Main Results and Discussion

Both columns achieved baseline separation of pseudoephedrine and diphenhydramine with resolution values well above the USP minimum of 3.0 (Rs 24.3 for the 5 µm column; Rs 21.2 for the Poroshell 120). Tailing factors remained below 1.6, and reproducibility for replicate injections was within 2.0 % RSD for both analytes. Retention time shifts were consistent with column length and particle size differences, demonstrating predictable performance upon method transfer. The Poroshell 120 column reduced the total analysis time from approximately 5.5 minutes to 1.5 minutes, cutting solvent use by more than half.

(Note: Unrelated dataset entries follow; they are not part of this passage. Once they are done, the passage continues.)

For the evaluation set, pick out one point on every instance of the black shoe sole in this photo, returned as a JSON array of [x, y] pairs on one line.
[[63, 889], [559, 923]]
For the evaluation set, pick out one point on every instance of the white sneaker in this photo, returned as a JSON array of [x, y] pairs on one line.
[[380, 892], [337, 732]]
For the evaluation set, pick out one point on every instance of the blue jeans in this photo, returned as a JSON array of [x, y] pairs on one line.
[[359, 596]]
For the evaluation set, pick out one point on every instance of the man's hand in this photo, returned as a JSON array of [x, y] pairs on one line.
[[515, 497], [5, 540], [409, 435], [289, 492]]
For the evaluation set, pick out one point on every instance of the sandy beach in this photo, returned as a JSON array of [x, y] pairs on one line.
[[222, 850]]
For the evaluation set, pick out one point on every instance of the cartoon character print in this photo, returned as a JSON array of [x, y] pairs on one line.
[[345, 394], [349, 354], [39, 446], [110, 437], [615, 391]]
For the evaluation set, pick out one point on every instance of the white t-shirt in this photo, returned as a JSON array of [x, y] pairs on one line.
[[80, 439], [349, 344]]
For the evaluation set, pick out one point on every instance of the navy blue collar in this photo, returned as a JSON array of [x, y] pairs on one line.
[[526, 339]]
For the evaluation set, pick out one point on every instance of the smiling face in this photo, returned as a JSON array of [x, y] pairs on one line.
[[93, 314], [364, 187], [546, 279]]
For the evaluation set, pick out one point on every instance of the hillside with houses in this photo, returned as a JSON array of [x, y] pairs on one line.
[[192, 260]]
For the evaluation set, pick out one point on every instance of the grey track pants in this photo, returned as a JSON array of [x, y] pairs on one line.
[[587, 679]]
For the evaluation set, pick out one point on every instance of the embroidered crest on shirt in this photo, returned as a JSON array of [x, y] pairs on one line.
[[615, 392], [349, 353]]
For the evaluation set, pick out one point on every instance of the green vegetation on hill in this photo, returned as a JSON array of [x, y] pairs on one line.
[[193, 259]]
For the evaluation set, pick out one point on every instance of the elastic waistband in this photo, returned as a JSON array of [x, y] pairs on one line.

Benefits and Practical Applications of the Method

The introduction of superficially porous particles significantly enhances laboratory throughput by shortening run times and reducing solvent consumption. Laboratories performing routine QC on diphenhydramine/pseudoephedrine formulations can adopt this approach without regulatory hurdles, as all modifications fall within USP Chapter 621 allowances. Cost savings from decreased solvent use and increased sample throughput further improve operational efficiency.

Future Trends and Potential Applications

Advances in superficially porous particle manufacturing continue to push the boundaries of high-throughput LC analysis. Future developments may include broader adoption of shorter columns with similar benefits for other pharmacopeial assays, integration with ultra-high-pressure systems for even faster separations, and expansion into mass spectrometry–compatible mobile phases to enhance sensitivity and selectivity.

Conclusion

Substituting the USP-specified 5 µm column with a 2.7 µm superficially porous Agilent Poroshell 120 EC-CN column successfully fulfills all chromatographic criteria for the assay of diphenhydramine and pseudoephedrine capsules. This modification delivers substantial gains in speed, solvent economy, and lab productivity while maintaining compliance with regulatory standards.

References

1. A. Gratzfeld-Hüsgen, E. Naegele. Maximizing efficiency using Agilent Poroshell 120 columns. Agilent Technologies Application Note 5990-5602EN (2010).
2. V. R. Meyer. Practical High Performance Liquid Chromatography, 4th Ed., p. 34. Wiley (2004).
3. A. Mack. Optimizing Performance of an Agilent ZORBAX RRHD Eclipse Plus C18 Column by Enhancing an Agilent 1290 Infinity LC System for Ultra-Low Dispersion. Agilent Technologies Application Note 5990-9502EN (2011).